NorskRegnesentral / shapr

Explaining the output of machine learning models with more accurately estimated Shapley values
https://norskregnesentral.github.io/shapr/
Other
147 stars 34 forks source link

Restructure explain() for iterative estimation with convergence detection, verbose arguments ++ #396

Closed martinju closed 1 month ago

martinju commented 5 months ago

Very early draft. Lots of cleanup and moving things around remains, but the general overall structure will probably be close to what we got here.

To be done in this PR (some may be removed here and handled in separate PRs):

Note: All non-exact methods fails now (also the Shapley values estimates) since shapley_setup is now called after setup_approach. All tests for Shapley values pass if these calls are but back to the original order (but we don't want that in the future).

martinju commented 4 months ago

Just some notes for myself on where to catch up after the holiday:

  1. Carefully check that the structure and content of the output from explain is as we want it to be at the current stage.
  2. Accept all tests with the new structure such that future edits can be checked against the tests
  3. Add some basic tests for the new convergence stuff.
  4. Consider updating all tests with the new defaults (paired sampling and reweighting)
  5. THEN go ahead and add the other features: paralellization of the boostrapping, verbose argument, disk saving, same functionality for groups etc.

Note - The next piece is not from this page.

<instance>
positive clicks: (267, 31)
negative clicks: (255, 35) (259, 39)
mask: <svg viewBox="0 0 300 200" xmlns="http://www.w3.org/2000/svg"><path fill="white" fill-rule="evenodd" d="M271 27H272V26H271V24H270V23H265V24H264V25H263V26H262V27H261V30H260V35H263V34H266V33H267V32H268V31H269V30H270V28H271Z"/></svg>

Depending on how things go as I get back on this in august, @LHBO might take a look at the code structure some time after point 3 is done.

martinju commented 3 months ago

Slowly reaching a steady state. Apart from the list of undone tasks above, here is a list of components which is currently not in a good state

martinju commented 3 months ago

@LHBO OK, some more work done now. A lot of minor code changes as I have moved from combinations to coalitions everywhere, i.e. changed n_combinations to n_coalitions, id_combinations -> id_coalitions and so on. The key data.table X also got new (general) column names: features -> coalitions, n_featuers -> coalition_size and so on. Note that features is still added as a new column in the end, making it easier to create the binary matrix S for both groups and features. I have also added a few extra helping parameters n_shapley_values is equal to n_features for features, and n_groups for groups. coal_feature_list is the same as the previous group_num, except that it also exists for feature wise explanation.

As a consequence of the name generalizations and helper parameters, I have removed many of the almost-identical functions that are specific for groups (the old feautre_exact/group_exact). These now got the common name exact_coalition_table, just. Similar generalizations are done elsewhere.

Tests are updated after the changes. Something is wrong with groups for forecast, but we'll just ignore that for now.

Feel free to take a quick look at the main components (no need to look at the details at this stage), and let me know if you have comments to the generalizations, name changes etc.

martinju commented 1 month ago

Hi @aredelmeier @LHBO @jonlachmann

This is closing in on a merge. Just a few things misisng now, I think. I hope to be able to merge this some time this weekend.

Here is what remains:

@jonlachmann You may want to merge this into your forecast fixing branch.

@LHBO If you want to , I actually think you can safely start on the asymmetric stuff from the current stage. What remains will not change much of the code.